Ils sortirent. Naturellement, je n’eus rien de plus pressé que de courir chez Chatoff. Stépan Trophimovitch s’élança à ma suite et me rejoignit sur le perron.
– Mon ami, me dit-il, – ne manquez pas de passer chez moi à dix heures ou à onze, quand je serai rentré. Oh! j’ai trop de torts envers vous et… envers tous, envers tous.
VIII
Je ne trouvai pas Chatoff chez lui; je revins deux heures après et ne fus pas plus heureux. Enfin, vers huit heures, je fis une dernière tentative, décidé, si je ne le rencontrais pas, à lui laisser un mot; cette fois encore, il était absent. Sa porte était fermée, et il vivait seul, sans domestique. Je pensai à frapper en bas et à m’informer de Chatoff chez le capitaine Lébiadkine; mais le logement de ce dernier était fermé aussi, et paraissait vide: on n’y apercevait aucune lumière, on n’y entendait aucun bruit. En passant devant la porte du capitaine, j’éprouvai une certaine curiosité, car les récits de Lipoutine me revinrent alors à l’esprit. Je résolus de repasser le lendemain de grand matin. Connaissant l’entêtement et la timidité de Chatoff, je ne comptais pas trop, à vrai dire, sur l’effet de mon billet. Au moment où, maudissant ma malchance, je sortais de la maison, je rencontrai tout à coup M. Kiriloff qui y entrait. Il me reconnut le premier.

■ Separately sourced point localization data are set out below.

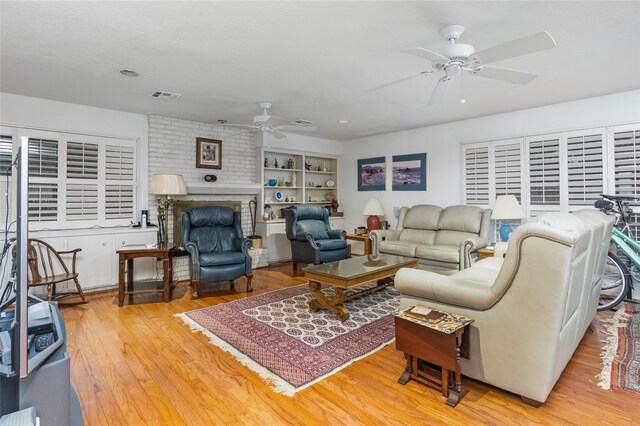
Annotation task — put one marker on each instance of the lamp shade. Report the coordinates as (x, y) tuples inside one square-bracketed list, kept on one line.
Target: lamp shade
[(373, 208), (507, 207), (168, 184)]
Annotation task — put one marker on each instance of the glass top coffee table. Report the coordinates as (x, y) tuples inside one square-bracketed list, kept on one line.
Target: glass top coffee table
[(348, 273)]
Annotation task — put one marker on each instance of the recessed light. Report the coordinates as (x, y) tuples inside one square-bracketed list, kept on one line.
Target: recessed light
[(129, 73)]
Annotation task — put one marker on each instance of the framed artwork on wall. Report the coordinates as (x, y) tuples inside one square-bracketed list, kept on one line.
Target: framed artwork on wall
[(371, 174), (208, 153), (409, 172)]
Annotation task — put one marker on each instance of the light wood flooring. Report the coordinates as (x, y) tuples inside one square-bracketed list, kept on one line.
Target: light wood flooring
[(140, 365)]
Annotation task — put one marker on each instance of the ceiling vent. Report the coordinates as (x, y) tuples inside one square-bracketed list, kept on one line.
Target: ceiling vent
[(165, 95), (303, 122)]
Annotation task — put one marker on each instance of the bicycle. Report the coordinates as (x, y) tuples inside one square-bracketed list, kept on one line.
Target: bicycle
[(617, 284)]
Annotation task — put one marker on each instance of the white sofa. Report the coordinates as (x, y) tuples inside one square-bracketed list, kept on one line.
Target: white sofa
[(531, 308), (441, 239)]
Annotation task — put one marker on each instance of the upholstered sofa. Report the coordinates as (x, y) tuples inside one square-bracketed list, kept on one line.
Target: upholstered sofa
[(531, 308), (442, 239)]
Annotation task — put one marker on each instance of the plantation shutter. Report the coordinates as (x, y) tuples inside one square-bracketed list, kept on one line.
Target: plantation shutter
[(43, 185), (508, 169), (585, 169), (82, 160), (119, 162), (544, 172), (119, 201), (476, 175)]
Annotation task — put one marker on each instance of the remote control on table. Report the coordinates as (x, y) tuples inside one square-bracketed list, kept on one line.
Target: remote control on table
[(43, 341)]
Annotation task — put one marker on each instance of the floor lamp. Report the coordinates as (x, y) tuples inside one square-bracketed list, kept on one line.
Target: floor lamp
[(167, 185)]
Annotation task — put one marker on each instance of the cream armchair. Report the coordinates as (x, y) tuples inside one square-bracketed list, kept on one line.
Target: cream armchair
[(442, 240), (530, 309)]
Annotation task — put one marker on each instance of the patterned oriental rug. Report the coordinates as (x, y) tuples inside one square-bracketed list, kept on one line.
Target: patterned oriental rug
[(275, 335), (621, 354)]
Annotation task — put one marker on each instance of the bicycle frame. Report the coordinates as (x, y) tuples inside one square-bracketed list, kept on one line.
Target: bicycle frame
[(622, 241)]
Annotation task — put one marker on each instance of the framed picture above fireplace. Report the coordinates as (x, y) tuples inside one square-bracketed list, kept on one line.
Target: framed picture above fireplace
[(208, 153)]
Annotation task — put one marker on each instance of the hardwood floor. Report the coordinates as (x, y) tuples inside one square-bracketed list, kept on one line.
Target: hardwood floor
[(140, 365)]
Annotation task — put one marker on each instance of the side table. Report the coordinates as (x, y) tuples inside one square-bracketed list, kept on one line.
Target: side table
[(126, 257), (363, 239), (433, 353)]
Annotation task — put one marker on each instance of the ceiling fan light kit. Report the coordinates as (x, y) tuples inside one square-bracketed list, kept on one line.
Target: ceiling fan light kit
[(457, 57)]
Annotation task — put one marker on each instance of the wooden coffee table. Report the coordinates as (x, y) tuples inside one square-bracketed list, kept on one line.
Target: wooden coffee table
[(348, 273)]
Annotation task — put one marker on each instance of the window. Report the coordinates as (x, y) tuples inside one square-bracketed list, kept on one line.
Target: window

En réponse à ses questions, je lui appris sommairement le motif qui m’avait amené, et lui parlai de ma lettre.
– Venez avec moi, dit-il, – je ferai tout.
Je me rappelai ce qu’avait raconté Lipoutine: en effet, l’ingénieur avait loué depuis le matin un pavillon en bois dans la cour. Ce logement, trop vaste pour un homme seul, il le partageait avec une vieille femme sourde qui faisait son ménage. Le propriétaire de l’immeuble possédait dans une autre rue une maison neuve dont il avait fait un traktir, et il avait laissé cette vieille, – sans doute une de ses parentes, – pour le remplacer dans sa maison de la rue de l’Épiphanie. Les chambres du pavillon étaient assez propres, mais la tapisserie était sale. La pièce où nous entrâmes ne contenait que des meubles de rebut achetés d’occasion: deux tables de jeu, une commode en bois d’aune, une grande table en bois blanc, provenant sans doute d’une izba ou d’une cuisine quelconque, des chaises et un divan avec des dossiers à claire-voie, et de durs coussins de cuir. Dans un coin se trouvait un icône devant lequel la femme, avant notre arrivée, avait allumé une lampe. Aux murs étaient pendus deux grands portraits à l’huile; ces toiles enfumées représentaient, l’une l’empereur Nicolas Pavlovitch, l’autre je ne sais quel évêque.
En entrant, M. Kiriloff alluma une bougie; sa malle, qu’il n’avait pas encore défaite, était dans un coin; il y alla prendre un bâton de cire à cacheter, une enveloppe et un cachet en cristal.